Feature Specific Hybrid Framework on composition of Deep learning architecture for speech emotion recognition
Author(s) -
Mansoor Hussain,
S Abishek,
K P Ashwanth,
C Bharanidharan,
Sharath Girish
Publication year - 2021
Publication title -
journal of physics. conference series
Language(s) - English
Resource type - Journals
SCImago Journal Rank - 0.21
H-Index - 85
eISSN - 1742-6596
pISSN - 1742-6588
DOI - 10.1088/1742-6596/1916/1/012094
Subject(s) - computer science , softmax function , speech recognition , artificial intelligence , deep learning , feature (linguistics) , feature extraction , feature learning , artificial neural network , mel frequency cepstrum , categorical variable , pattern recognition (psychology) , machine learning , philosophy , linguistics
Speech cues may be used to identify human emotions using deep learning model of speech emotion recognition using supervised learning or unsupervised learning as machine learning concepts, and then it build the speech emotion databases for test data prediction. Despite of many advantageous, still it suffers from accuracy and other aspects. In order to mitigate those issues, we propose a new feature specific hybrid framework on composition of deep learning architecture such as recurrent neural network and convolution neural network for speech emotion recognition.
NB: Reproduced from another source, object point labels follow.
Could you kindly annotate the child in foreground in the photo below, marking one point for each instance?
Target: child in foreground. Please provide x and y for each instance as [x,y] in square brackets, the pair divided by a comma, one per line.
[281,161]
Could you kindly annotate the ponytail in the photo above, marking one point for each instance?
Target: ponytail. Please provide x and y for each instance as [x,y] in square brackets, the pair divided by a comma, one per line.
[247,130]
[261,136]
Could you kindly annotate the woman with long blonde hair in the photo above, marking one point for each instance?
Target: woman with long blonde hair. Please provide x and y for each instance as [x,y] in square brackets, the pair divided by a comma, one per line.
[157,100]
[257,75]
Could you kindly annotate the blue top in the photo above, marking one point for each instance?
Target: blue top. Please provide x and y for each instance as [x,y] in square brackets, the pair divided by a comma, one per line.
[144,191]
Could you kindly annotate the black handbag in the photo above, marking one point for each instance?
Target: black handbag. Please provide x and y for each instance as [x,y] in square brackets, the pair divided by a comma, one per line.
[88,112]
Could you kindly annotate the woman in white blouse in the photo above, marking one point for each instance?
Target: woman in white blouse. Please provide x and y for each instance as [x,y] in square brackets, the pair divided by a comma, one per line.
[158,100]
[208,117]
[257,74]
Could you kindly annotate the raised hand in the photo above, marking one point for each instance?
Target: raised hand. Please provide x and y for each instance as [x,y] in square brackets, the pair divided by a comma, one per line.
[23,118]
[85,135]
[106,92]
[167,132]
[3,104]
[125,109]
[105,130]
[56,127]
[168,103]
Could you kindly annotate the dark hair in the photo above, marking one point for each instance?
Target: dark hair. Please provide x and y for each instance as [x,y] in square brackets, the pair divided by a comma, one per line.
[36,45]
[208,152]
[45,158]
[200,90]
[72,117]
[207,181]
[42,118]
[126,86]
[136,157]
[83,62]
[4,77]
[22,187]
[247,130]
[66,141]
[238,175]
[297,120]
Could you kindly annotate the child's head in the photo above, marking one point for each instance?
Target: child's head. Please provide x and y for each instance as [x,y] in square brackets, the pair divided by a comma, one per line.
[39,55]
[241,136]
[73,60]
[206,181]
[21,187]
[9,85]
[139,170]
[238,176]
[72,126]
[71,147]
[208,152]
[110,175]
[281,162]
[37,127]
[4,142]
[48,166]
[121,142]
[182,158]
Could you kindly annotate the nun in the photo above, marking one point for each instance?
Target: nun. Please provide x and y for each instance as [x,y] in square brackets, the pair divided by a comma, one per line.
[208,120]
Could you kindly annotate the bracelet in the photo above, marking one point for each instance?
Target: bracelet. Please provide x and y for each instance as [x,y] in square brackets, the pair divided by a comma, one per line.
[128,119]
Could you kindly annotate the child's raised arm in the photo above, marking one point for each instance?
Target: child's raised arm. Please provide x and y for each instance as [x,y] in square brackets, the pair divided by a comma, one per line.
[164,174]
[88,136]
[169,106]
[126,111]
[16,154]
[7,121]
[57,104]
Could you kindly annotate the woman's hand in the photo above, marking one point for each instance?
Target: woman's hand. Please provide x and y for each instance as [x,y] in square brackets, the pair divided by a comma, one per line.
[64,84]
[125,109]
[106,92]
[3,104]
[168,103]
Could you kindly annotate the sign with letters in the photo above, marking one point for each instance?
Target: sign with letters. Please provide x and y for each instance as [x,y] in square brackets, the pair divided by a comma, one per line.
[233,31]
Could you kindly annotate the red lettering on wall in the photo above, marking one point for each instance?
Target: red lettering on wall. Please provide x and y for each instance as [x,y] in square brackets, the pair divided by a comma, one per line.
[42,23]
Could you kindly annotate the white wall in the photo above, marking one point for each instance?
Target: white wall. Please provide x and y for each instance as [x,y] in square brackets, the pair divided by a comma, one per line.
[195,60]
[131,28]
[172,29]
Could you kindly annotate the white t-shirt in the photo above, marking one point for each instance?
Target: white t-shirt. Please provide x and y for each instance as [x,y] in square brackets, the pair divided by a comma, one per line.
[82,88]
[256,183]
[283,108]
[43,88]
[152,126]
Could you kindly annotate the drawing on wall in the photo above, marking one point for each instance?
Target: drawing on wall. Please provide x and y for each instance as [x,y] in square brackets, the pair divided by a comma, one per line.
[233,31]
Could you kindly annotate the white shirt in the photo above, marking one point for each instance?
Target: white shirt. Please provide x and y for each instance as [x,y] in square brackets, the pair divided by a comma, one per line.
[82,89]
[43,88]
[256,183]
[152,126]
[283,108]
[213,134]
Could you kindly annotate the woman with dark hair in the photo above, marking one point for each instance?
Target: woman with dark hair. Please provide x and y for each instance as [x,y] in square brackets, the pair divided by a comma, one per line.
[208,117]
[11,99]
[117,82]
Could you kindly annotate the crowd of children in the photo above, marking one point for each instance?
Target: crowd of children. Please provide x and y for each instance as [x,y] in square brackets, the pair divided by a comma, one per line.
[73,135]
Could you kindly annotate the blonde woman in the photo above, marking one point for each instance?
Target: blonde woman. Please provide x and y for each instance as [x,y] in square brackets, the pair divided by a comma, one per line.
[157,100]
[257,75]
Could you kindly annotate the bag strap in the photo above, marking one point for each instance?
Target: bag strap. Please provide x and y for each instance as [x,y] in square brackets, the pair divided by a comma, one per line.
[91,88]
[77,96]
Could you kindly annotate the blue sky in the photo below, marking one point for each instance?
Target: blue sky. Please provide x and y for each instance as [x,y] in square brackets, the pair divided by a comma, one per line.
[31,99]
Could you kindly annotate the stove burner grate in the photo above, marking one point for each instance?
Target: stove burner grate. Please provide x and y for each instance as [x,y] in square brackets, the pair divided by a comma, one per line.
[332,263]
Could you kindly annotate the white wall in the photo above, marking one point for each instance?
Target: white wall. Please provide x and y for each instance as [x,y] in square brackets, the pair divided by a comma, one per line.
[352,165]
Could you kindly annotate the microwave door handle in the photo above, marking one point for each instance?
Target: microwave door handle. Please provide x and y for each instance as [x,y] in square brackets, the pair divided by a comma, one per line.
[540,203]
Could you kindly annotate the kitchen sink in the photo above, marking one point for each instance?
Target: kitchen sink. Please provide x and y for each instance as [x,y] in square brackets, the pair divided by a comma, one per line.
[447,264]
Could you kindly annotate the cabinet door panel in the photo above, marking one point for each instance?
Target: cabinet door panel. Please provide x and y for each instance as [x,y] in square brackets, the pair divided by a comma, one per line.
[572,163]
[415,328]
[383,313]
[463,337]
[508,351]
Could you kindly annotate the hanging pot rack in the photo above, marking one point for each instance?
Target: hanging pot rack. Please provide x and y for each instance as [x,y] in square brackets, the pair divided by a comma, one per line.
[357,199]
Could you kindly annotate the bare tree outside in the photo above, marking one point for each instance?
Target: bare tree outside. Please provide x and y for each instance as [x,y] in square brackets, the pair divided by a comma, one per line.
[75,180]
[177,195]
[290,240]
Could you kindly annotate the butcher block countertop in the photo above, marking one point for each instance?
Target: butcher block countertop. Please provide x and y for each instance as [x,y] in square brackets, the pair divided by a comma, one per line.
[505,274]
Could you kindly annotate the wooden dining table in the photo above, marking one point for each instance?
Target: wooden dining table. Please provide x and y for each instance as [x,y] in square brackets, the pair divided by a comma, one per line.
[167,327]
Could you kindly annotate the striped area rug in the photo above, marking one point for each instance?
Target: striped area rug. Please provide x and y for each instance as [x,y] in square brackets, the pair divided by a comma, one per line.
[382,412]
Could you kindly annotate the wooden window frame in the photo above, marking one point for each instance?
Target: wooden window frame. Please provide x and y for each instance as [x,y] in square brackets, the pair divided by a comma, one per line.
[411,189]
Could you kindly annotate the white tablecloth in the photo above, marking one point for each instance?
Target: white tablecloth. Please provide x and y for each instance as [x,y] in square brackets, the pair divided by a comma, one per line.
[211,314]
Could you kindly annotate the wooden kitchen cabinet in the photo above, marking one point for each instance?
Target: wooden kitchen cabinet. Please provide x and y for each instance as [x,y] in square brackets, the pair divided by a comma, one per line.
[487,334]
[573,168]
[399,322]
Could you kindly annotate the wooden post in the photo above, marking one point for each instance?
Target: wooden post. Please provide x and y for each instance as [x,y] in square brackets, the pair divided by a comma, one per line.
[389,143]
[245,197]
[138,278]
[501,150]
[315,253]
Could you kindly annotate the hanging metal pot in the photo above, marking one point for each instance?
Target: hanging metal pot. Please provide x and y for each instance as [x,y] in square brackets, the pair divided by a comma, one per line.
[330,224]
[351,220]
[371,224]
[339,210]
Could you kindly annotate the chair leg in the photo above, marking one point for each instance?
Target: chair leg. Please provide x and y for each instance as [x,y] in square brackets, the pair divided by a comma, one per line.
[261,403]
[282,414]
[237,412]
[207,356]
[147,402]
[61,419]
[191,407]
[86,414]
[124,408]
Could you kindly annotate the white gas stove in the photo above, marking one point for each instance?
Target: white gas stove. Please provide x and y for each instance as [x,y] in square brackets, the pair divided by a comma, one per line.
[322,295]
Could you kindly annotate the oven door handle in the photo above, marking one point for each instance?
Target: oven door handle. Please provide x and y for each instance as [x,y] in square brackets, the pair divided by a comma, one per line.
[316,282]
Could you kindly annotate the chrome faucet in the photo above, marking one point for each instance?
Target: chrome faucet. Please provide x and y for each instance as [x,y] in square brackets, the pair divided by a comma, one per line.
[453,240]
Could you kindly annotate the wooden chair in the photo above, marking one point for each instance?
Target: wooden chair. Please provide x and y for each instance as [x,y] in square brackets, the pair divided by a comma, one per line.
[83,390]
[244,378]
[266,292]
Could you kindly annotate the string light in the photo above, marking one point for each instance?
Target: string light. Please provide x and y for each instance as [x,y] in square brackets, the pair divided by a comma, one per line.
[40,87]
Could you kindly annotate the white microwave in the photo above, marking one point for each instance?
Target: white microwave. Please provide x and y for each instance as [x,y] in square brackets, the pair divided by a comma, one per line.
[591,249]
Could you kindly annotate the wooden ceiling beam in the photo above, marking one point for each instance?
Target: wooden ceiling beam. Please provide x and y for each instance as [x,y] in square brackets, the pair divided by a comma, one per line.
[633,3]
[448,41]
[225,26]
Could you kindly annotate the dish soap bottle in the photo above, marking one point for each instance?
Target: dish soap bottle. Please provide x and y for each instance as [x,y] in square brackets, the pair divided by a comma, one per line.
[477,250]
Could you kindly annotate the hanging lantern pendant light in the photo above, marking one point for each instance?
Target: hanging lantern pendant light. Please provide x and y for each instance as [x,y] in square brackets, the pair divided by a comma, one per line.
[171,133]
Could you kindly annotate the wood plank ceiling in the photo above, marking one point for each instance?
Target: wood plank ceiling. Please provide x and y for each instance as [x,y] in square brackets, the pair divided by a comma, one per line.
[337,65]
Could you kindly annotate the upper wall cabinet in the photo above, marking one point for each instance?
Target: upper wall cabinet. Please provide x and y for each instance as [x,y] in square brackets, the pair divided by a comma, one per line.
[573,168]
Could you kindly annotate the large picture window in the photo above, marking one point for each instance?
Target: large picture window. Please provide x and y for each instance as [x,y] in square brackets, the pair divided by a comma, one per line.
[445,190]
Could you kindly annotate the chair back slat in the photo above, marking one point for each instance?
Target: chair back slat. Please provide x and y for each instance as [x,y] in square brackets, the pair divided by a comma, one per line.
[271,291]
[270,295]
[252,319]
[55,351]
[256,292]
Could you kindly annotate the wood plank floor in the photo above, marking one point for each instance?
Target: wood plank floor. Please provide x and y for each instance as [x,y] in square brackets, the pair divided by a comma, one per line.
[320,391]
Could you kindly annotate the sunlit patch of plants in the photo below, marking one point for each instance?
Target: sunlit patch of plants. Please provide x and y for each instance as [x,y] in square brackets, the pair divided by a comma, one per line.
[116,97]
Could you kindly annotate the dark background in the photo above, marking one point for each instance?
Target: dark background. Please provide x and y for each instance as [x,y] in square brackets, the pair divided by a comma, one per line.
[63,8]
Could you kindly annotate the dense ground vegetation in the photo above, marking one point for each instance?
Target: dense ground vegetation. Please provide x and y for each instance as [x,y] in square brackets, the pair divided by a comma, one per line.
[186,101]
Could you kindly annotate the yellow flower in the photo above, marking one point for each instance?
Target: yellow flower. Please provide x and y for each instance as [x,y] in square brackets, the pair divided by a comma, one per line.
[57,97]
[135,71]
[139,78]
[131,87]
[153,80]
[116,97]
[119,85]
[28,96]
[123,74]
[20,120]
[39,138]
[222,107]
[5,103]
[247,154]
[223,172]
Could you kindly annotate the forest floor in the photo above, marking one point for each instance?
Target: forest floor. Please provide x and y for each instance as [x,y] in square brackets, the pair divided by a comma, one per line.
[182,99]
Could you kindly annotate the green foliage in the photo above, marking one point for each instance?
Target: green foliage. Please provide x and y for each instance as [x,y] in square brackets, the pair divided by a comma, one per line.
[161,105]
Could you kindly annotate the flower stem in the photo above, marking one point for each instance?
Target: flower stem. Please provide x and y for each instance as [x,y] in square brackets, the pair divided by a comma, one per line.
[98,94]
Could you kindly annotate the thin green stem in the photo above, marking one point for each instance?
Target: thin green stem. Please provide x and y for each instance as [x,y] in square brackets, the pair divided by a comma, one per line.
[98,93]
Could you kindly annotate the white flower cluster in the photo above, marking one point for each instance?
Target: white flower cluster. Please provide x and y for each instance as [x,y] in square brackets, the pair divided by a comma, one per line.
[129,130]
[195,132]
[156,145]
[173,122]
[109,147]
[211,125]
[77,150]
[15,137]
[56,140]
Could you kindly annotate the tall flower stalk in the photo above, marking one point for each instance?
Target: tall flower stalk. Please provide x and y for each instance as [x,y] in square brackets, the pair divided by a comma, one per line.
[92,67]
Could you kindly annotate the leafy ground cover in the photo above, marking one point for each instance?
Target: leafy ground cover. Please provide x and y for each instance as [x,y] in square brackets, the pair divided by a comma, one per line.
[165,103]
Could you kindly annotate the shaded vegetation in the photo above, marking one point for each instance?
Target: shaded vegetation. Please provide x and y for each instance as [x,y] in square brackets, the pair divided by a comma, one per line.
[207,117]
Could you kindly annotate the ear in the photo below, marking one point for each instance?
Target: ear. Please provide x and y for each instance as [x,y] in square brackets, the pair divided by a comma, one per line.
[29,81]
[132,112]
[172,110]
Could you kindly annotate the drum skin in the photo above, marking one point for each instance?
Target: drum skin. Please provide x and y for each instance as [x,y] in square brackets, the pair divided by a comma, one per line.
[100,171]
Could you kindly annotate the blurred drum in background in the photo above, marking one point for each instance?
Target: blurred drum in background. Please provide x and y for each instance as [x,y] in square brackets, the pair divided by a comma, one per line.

It analyses different characteristics to make a better description of speech emotion. Initially it uses feature extraction technique using bag-of-Audio-word model to Mel-frequency cepstral factor characteristics and a pack of acoustic words composed of emotion features to feed the hybrid deep learning architecture to result in high classification and prediction accuracy. In addition, the proposed hybrid networks’ output is concatenated and loaded into this layer of softmax, which produces a for speech recognition, a categorical classification statistic is used. The proposed model is based on the Ryerson Audio-Visual Database of Emotional Speech and Song audio (RAVDESS) dataset, which comprises eight emotional groups. Experimental results on dataset prove that proposed framework performs better in terms of 89.5% recognition rate and 98% accuracy against state of art approaches.